Although he could at times be a journalistic windbag he also had an eye for the pithy phrase or aphorism. When the Tory Prime Minister, Robert Cecil, Lord Salisbury in 1887 appointed his own nephew Arthur Balfour as Irish Chief Secretary – in the process giving rise to the immortal phrase ‘Bob’s your uncle’ -O’Brien noted the languid Tory’s predilection for playing golf and dubbed him ‘Mr.Arthur Golfour’ . Balfour, however, had the last laugh, throwing O’Brien in jail many times over the next four years.

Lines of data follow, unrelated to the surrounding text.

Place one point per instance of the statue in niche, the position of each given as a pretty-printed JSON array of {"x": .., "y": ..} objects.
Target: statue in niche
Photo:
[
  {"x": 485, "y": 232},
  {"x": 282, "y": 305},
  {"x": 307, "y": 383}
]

While it broke his heart he opposed Parnell after the O’Shea divorce case but played little part in the vicious hounding of the former Irish party leader which only ended with his death in October 1891. Thereafter O’Brien temporarily disappeared from active politics. He re-emerged at the end of the decade to re-assert his dedication to agrarian politics by forming the United Irish League. It was under the auspices of this grass roots organisation that the Irish party split was healed. But O’Brien had a penchant for falling out with people and he soon moved on.

His latter years as a politician and journalist saw him at the helm of a Cork-based nationalist splinter group the All For Ireland League and editing the Cork Free Press.

By the time of the 1916 Rising, like many other nationalist politicians of his generation he’s had his day. Although highly respected by many of the more extreme Republicans who came to dominate Irish post-WW1 politics there was no place for him in the new dispensation and it was time to write a number of highly readable, entertaining and utterly unreliable memoirs. He died in 1928.

William O’Brien, Irish father of the so-called ‘New Journalism’ of the late 19th century was born in Mallow, Co. Cork 163 years ago, on this day.